Sonya, who first meets stage manager, Kate, while acting in a play, is humorous and astute about the headiness of the initial rush of love. She describes how she pretends to like music that she hates and feels “sorry for everyone who isn’t me.”
But Kate’s work visa is about to run out which means that after a two-week romance, the women have to part.
The fling “becomes a thing” when Kate secures a job in Scotland, allowing the women to see each other at weekends. They build up a dossier, including flight receipts and personal correspondence, to show that they’re in a serious relationship.
Kelly and stage manager, Justin Murphy, are the only performers in this highly-entertaining show. Murphy is a kind of side-kick who amusingly plays an officious immigration officer and later, a more easygoing security guard who, on being handed the women’s dossier, says: “Yiz will be grand with that.” But there is no nod and wink, Irish style, to ease the path of true love. The women have to go through hoops to justify Kate’s permit to live in Ireland.
In an effort to lend some poignancy and depth to the story, the letters of Kate’s great great grandmother, Ann Flanagan, are read out. Flanagan emigrated to Australia in the 19th century and tragically, lost a child to scarlet fever on the perilous voyage.

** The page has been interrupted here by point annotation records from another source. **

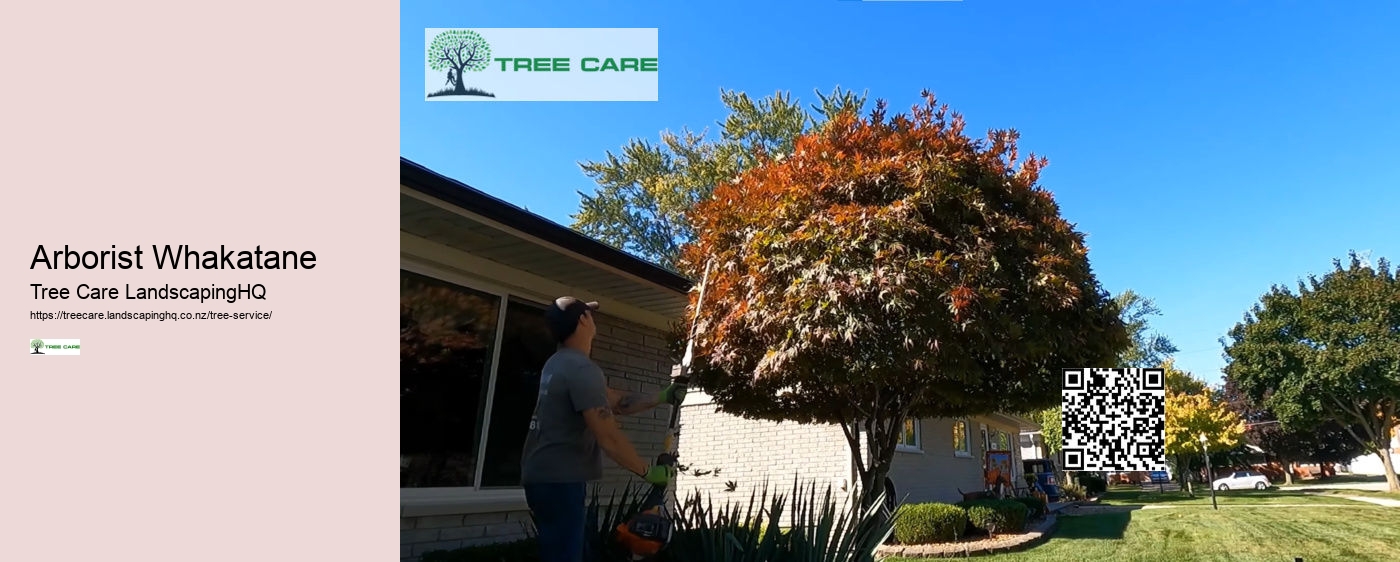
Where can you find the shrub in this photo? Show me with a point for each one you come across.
(1094, 485)
(986, 519)
(997, 515)
(518, 551)
(1035, 506)
(921, 523)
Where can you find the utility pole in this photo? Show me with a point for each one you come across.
(1208, 474)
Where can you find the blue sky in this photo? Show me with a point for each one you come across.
(1208, 149)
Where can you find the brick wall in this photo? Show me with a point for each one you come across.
(751, 451)
(634, 359)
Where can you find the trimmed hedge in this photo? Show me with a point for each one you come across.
(1036, 506)
(1094, 485)
(923, 523)
(997, 515)
(518, 551)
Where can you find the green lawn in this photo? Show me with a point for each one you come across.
(1357, 492)
(1243, 529)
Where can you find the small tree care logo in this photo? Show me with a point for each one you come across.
(49, 346)
(458, 52)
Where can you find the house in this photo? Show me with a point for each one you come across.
(730, 457)
(1369, 463)
(475, 279)
(1033, 444)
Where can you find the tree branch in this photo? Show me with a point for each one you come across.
(854, 440)
(1368, 444)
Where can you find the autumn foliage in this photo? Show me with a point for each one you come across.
(893, 266)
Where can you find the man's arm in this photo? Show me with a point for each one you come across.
(626, 404)
(612, 440)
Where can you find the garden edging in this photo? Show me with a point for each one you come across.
(1038, 533)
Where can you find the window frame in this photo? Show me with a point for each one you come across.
(503, 299)
(966, 436)
(919, 439)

When Kelly goes to Australia to meet her girlfriend’s family, she is overwhelmed by Kate’s numerous relatives and seeks solace out in the bush where she gets lost.
Here, in a somewhat unconvincing scenario, the voice of Flanagan tells her to cop on, find her way out of the scrub and implies that Kelly should be more tolerant. It’s the only jarring note in this otherwise delightful play.